江戸というのは随分と酷い都市だったらしい。地方の農村から、家督を継げない次男坊やら三男坊が江戸に押し寄せてくるけれど、ろくに仕事もないため、皆貧乏長屋暮らし。もちろん結婚なんて出来ない。少し稼げる奴は金で女を買えるから、女郎屋が花盛り。金の無い奴は春画でも見て抜いていたのかもしれない。それで、こちらの芸術産業も栄えたのだろうか? 
長屋は衛生環境も悪くて早死にする奴が多かったそうだ。その為、江戸時代に人口は余り増えなかったと言う。 
落語を聴いても、この辺りは何となく解るような気がする。例えば“黄金餅”。
長屋住まいの吝嗇な坊主は、大病を患って隣の金兵衛さんが見舞いに来てくれると、あんころ餅を所望し、そのあんころ餅からあんを抜いてそこへ貯め込んでいた金貨を押し込み、それを全て飲み込んでしまう。貯めた金貨を残したままじゃ死んでも死に切れなかったのか・・ 
それを隣から覗き見していた金兵衛さん、坊主が最後の餅を喉に詰まらせて苦しみ出したのを見て、助けに駆けつけたけれど、坊主は餅を吐き出すことなく死に絶える。 
金兵衛さんは、長屋の連中に手伝ってもらって坊主の亡骸を自分の菩提寺まで運ぶと、葬儀を済ませて皆を帰し、一人で亡骸を火葬場に持って行って焼いてしまい、腹に詰まっていた金貨を取り出して、その金で目黒に“黄金餅”の店を開き、大いに繁盛したという話。 
金兵衛さんばかりじゃなくて、長屋の連中は皆独り者なのか、家族がいるような話は全く出てこない。他の落語を聴いても長屋の連中は大概そんな感じ。現代の独り者フリーターたちと余り変わらないような気がする。衛生環境が良くて、それほど早死にしなくても済む現代の独り者は少しましだろう。 
しかし、江戸時代はその悲惨さを落語にして笑い飛ばしていたところが凄い。
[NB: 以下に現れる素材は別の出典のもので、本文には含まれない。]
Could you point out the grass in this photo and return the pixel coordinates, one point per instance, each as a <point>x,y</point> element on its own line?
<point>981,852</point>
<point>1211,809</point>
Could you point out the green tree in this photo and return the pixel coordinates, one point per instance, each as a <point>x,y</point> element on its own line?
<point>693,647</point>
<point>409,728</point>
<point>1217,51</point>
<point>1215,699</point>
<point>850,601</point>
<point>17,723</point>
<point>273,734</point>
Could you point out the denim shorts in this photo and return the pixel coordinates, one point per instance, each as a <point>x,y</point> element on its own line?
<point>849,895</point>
当時の落語家たちが蘇ったら、現代の日本は話のネタが多くて喜ぶかもしれない。飯も食わずにネットカフェで息絶えてしまった若者とか、死んだ爺さん婆さんの年金をもらい続けた家族とか、いろいろ脚色して“黄金餅”のような笑い話に仕立て上げてしまうのではないだろうか。